Saturday 20 February 2010

This Was Going to Be about a Hermaphrodite Prostitute in 1950s Paris, but as It Turns out I Don't Know Anything about That

Simone withdrew her head from the American’s lap and spat his semen into the grimy tumbler she’d appropriated for the purpose, half-submerging the cigarette butt lying at the bottom of the glass. The butt lay like a dismembered tree trunk in a pool of sour milk; she stared at it for a moment, imagining perhaps that it was part of some surrealist nature scene—the centrepiece in a forest of upright cigarettes, all burned down to different heights, particles of ash swarming in the air like a colony of bats gone suddenly deaf—then turned her head towards me and smiled.

“You want to see?” she asked, proffering her newfound objet d’art.

I shook my head. “I can see it already.”

“Isn’t it beautiful?”

“Oh yes, and original, too. I don’t know where you get your ideas.”

She laughed and turned back to the American. “You make art with your whole body.”

He had a fresh cigarette in his mouth and was on the point of lighting it, but he paused and made a show of taking a close look, carefully adjusting the angle of his thick-rimmed spectacles. “You know what?
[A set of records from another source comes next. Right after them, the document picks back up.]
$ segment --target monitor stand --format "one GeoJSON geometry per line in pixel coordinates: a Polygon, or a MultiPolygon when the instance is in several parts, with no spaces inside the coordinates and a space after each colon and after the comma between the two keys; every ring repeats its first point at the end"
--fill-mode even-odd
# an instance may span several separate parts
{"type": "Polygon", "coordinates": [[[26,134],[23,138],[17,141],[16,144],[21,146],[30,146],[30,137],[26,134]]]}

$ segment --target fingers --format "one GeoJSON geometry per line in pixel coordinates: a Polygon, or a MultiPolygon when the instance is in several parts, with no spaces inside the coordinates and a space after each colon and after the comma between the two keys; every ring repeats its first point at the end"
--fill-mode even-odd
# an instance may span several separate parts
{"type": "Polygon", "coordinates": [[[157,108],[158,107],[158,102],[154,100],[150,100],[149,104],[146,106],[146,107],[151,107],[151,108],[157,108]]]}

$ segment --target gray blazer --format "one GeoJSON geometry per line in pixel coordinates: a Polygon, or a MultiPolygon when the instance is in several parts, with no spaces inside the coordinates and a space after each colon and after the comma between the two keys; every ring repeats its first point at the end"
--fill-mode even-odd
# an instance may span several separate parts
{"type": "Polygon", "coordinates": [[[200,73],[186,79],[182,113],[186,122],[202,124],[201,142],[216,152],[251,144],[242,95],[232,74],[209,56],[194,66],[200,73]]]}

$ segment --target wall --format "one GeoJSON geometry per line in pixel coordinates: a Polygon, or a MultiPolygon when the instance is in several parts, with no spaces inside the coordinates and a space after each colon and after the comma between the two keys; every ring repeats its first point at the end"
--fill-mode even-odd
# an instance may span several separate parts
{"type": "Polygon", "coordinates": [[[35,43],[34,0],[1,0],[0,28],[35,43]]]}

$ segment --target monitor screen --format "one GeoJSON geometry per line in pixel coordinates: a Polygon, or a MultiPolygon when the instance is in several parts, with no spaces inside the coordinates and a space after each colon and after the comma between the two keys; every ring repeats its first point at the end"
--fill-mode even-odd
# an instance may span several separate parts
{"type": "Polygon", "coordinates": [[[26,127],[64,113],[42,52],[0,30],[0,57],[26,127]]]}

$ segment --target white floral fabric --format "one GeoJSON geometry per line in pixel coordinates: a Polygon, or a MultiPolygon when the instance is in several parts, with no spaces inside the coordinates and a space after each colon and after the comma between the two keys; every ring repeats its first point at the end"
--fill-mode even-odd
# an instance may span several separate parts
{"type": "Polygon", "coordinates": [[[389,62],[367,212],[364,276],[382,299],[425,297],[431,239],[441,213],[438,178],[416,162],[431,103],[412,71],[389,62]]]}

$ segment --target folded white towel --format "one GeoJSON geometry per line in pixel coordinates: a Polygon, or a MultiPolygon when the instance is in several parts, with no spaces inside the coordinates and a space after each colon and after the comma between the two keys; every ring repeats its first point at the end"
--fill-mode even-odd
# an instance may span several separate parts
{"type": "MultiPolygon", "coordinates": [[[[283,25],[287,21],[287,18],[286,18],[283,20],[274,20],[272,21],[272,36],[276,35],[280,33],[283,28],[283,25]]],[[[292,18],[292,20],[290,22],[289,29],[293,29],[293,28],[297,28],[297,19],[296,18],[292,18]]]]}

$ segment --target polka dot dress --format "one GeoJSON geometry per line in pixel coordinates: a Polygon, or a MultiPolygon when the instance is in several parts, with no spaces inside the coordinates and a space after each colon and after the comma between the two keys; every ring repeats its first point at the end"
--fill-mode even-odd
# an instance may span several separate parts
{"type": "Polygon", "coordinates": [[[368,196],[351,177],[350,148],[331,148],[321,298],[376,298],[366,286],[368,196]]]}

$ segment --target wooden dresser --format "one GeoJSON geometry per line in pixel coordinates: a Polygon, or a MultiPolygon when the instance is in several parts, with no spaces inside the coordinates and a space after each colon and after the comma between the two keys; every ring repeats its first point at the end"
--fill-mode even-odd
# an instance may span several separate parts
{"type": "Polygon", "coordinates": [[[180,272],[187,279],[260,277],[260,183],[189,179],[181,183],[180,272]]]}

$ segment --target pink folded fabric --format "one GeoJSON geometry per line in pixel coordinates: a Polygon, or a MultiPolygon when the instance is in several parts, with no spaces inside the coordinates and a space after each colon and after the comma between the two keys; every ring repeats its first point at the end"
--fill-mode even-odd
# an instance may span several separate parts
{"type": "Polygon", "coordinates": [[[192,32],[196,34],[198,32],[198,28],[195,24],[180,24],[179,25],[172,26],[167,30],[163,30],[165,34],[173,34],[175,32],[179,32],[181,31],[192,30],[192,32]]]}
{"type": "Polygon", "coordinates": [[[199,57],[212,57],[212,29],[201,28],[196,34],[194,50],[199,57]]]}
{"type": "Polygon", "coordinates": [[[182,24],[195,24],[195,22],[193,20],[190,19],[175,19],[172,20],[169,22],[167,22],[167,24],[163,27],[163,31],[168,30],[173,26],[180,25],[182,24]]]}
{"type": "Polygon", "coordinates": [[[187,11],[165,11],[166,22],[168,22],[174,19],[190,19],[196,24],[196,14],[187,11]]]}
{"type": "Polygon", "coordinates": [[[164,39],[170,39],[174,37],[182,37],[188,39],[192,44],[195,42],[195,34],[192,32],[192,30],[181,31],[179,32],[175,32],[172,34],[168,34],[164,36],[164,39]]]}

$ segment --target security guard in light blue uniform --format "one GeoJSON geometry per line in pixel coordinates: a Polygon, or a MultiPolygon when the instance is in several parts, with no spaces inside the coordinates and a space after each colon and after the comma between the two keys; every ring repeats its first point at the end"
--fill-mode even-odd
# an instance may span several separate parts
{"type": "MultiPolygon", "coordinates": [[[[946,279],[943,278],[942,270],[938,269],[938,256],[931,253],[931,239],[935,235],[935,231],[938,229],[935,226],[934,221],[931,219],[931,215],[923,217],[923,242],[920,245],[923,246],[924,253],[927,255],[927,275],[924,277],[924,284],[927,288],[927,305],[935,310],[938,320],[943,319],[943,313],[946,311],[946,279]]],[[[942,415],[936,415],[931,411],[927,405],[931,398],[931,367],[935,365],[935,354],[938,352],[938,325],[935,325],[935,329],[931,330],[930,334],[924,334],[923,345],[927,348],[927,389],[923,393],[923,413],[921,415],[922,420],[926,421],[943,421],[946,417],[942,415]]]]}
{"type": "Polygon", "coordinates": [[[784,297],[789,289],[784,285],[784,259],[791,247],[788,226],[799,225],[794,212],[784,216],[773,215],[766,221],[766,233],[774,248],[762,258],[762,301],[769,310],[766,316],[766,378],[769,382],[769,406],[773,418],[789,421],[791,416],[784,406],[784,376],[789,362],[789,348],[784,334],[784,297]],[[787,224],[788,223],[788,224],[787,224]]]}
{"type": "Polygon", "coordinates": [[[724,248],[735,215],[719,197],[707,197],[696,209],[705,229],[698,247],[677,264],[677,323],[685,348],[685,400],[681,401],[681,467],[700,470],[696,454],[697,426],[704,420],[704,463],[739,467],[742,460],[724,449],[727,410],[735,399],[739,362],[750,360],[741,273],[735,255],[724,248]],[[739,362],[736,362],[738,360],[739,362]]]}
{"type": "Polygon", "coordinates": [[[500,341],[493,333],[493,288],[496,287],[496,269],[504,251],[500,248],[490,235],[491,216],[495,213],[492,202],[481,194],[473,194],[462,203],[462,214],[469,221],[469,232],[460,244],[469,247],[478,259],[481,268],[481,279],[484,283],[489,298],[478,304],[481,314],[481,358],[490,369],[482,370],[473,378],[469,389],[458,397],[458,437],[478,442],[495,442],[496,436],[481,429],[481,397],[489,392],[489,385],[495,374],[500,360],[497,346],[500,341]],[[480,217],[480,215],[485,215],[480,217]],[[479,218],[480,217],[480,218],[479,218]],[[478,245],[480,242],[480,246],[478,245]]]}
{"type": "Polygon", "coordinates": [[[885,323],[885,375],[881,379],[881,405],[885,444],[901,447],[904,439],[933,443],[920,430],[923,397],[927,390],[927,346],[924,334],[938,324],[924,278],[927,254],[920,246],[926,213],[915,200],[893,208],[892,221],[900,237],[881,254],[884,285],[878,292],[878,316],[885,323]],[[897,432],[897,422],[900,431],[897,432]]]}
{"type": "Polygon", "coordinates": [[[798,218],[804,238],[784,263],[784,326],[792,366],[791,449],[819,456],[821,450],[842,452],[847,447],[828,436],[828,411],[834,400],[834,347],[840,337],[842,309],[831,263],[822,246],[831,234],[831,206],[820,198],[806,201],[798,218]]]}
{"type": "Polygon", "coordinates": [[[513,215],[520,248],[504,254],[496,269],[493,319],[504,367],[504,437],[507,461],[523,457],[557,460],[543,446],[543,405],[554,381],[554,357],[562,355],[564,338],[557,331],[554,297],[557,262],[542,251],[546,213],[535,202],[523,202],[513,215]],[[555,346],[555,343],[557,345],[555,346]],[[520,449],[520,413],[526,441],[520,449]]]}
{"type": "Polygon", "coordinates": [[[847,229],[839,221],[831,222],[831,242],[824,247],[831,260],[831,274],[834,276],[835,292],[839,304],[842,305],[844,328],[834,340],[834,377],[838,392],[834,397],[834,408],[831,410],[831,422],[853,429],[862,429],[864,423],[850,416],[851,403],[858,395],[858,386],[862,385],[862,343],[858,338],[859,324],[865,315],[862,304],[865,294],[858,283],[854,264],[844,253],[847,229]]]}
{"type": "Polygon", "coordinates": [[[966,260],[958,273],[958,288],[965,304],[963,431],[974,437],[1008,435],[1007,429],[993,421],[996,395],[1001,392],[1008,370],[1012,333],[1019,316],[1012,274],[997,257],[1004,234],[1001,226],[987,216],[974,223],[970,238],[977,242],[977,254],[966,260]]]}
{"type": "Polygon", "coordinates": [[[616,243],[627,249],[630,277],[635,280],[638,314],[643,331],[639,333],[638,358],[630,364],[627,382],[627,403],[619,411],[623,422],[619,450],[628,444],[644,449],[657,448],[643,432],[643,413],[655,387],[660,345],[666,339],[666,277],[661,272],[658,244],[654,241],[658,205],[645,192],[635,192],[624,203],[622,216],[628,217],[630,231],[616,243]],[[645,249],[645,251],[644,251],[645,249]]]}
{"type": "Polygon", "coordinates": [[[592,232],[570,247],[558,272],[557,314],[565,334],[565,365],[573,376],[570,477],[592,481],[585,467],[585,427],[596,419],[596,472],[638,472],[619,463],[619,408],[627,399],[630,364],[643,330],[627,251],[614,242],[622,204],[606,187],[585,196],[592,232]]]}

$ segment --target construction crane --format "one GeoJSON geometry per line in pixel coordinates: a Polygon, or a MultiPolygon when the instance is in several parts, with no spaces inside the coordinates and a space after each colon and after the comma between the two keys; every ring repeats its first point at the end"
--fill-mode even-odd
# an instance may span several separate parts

You might just have something there,” he said, affecting a professorial tone. “And to think I’ve been wasting my time with poetry.” His mouth stretched in a nervous smile, which so delighted Simone that she decided to dart forward and kiss it, nearly knocking him off his chair. “Honey,” he said, “you ought to be more careful.”
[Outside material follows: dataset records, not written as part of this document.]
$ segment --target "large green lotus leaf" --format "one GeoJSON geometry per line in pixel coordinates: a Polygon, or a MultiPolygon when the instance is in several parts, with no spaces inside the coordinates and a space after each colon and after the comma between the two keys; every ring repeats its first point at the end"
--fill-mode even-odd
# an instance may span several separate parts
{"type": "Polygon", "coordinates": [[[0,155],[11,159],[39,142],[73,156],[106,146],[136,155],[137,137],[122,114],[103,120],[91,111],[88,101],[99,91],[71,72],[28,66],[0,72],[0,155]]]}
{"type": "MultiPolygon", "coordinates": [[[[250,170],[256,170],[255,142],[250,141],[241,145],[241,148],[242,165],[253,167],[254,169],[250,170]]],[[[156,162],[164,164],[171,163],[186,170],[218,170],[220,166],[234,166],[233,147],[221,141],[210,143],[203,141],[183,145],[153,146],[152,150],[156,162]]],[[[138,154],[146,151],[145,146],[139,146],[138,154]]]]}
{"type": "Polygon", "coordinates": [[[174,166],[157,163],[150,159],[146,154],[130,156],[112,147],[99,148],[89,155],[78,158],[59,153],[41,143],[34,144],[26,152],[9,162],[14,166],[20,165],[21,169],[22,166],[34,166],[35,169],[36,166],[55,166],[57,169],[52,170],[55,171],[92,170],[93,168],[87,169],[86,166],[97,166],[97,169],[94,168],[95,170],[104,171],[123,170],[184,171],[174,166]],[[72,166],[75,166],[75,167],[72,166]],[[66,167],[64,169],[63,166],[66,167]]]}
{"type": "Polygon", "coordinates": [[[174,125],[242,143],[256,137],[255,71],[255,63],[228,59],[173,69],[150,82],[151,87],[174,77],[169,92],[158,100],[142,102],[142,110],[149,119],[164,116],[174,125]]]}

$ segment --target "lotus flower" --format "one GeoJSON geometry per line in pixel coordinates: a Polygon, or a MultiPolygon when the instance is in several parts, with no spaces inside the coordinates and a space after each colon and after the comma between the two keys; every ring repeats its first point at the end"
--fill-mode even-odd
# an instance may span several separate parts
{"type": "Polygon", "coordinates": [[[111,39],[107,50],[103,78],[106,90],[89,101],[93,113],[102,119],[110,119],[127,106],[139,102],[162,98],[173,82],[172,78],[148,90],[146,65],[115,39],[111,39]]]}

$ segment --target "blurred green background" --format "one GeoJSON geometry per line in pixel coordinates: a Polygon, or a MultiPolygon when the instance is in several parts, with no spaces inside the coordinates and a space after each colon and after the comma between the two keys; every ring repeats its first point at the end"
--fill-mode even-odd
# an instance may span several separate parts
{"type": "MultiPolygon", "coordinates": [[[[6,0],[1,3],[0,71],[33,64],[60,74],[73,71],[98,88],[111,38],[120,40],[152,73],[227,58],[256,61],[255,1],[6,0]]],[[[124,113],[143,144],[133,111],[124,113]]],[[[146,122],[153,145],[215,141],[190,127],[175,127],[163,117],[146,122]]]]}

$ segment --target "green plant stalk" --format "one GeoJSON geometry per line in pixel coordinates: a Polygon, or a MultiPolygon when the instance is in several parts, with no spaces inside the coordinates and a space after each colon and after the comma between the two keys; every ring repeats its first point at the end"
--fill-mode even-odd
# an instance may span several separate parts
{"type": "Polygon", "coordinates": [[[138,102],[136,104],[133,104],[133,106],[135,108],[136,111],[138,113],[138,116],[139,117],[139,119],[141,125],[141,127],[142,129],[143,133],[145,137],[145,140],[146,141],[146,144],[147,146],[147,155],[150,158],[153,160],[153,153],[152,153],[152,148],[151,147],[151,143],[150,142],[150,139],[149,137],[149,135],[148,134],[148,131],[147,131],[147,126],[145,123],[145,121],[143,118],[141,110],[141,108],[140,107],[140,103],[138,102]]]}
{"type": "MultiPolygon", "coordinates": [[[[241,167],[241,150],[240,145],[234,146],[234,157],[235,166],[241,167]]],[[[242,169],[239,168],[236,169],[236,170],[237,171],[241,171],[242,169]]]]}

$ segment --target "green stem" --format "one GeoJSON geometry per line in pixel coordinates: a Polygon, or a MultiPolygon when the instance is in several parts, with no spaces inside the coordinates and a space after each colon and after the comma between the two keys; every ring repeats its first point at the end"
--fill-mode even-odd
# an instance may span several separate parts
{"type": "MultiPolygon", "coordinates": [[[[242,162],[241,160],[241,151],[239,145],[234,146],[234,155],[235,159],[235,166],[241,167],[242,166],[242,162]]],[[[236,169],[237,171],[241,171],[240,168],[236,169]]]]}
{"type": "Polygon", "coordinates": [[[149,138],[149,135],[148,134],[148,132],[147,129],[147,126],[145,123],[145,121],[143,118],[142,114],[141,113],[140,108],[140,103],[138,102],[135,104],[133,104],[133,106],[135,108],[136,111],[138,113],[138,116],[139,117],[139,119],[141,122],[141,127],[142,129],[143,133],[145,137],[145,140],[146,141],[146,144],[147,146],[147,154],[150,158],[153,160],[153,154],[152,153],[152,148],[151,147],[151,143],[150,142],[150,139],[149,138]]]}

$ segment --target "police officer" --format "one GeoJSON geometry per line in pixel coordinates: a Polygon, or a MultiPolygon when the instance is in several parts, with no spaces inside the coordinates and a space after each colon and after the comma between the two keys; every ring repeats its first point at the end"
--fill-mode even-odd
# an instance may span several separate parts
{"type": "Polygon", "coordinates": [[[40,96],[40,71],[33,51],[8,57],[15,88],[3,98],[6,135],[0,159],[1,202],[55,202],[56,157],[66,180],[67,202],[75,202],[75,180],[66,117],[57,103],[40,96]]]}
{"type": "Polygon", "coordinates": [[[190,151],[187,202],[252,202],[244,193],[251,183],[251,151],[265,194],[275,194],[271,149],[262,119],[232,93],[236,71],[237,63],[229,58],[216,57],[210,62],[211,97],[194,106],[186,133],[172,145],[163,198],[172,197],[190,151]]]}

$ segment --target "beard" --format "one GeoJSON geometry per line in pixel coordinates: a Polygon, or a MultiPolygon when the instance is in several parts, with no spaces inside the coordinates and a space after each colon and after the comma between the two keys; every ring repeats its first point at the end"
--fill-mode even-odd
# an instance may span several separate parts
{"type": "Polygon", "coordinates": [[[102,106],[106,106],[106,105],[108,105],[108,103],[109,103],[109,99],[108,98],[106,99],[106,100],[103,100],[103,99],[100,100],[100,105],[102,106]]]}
“I am careful,” she protested, rising to her feet and setting the glass down on the bedside table. “I didn’t hurt you; I never hurt anyone.” With that she plucked the unlit cigarette from his mouth and slipped it into her own, turned, covered in one theatrical step the space between herself and the bed on which I was sitting, and leaned over me. For a moment I was aware of nothing but the presence of two large, impassive eyes—yellow-green irises ringed with deep blue, one pupil fractionally larger than the other—and the faint scent of sweat. “Une allumette, monsieur,” she mumbled through the corner of her mouth. Her breath was sweet.

I reached inside my jacket and pulled out a book of matches, snapped one off and lit it; when I held it up to her face she straightened, moving out of reach. “Do you want a light or what?” I demanded, trying to sound indignant.

“I said I want a match.”

“Well, here it is.” I waved the offending object in the air for emphasis, immediately extinguishing it. Simone laughed and the cigarette fell to the floor.